Richelieu, malgré son génie, ne parviendra jamais à résoudre cette contradiction entre la misère du peuple et la gloire de l’État. La conscience qu’il en a explique le jugement amer qu’il porte à la fin de sa vie sur celui qui exerce le pouvoir : « Celui qui occupe cet emploi doit savoir que les grands hommes qu’on met au gouvernement des États sont comme ceux qu’on condamne au supplice [...]. Il doit savoir qu’il n’appartient qu’aux grandes âmes de servir fidèlement les rois et supporter la calomnie que les méchants et ignorants imputent aux gens de bien [...]. Il doit savoir encore que la condition de ceux qui sont appelés au maniement des affaires publiques est beaucoup à plaindre en ce que, s’ils font bien, la malice du monde en diminue souvent la gloire [...]. Enfin, il doit savoir que ceux qui sont dans les ministères sont obligés d’imiter les astres qui, nonobstant les abois des chiens, ne laissent pas de les éclairer et de suivre leur cours, ce qui doit l’obliger à faire un tel mépris de telles injures que sa probité n’en puisse être ébranlée ni le détourner de marcher avec fermeté aux fins qu’il s’est proposées pour le bien de l’État. »

Richelieu et la mer

Dans son Testament politique, le cardinal écrivait : « La puissance des armes requiert non seulement que le roi soit plutôt fort sur la terre, mais elle veut en outre qu’il soit puissant sur la mer. »

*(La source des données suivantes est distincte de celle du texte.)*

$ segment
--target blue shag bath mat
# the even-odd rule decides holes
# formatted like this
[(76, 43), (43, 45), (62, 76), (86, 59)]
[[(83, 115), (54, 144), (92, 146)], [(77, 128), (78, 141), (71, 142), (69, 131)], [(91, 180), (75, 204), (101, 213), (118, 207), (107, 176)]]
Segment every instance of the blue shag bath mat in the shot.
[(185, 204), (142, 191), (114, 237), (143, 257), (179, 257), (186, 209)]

Dès le début de son ministère, il s’y était employé en faisant construire une quarantaine de galères qui devaient assurer la sécurité du trafic en Méditerranée contre les pirateries des Barbaresques. En même temps, un traité signé avec le Maroc rétablissait une relative sécurité pour le commerce méditerranéen. L’idée de Richelieu, nommé en 1626 « surintendant général de la navigation et du commerce », après l’abolition des amirautés du Levant et du Ponant, était de développer un grand commerce océanique, mais celui-ci ne pouvait prospérer qu’à condition que des bateaux de guerre assurassent la libre navigation des vaisseaux marchands.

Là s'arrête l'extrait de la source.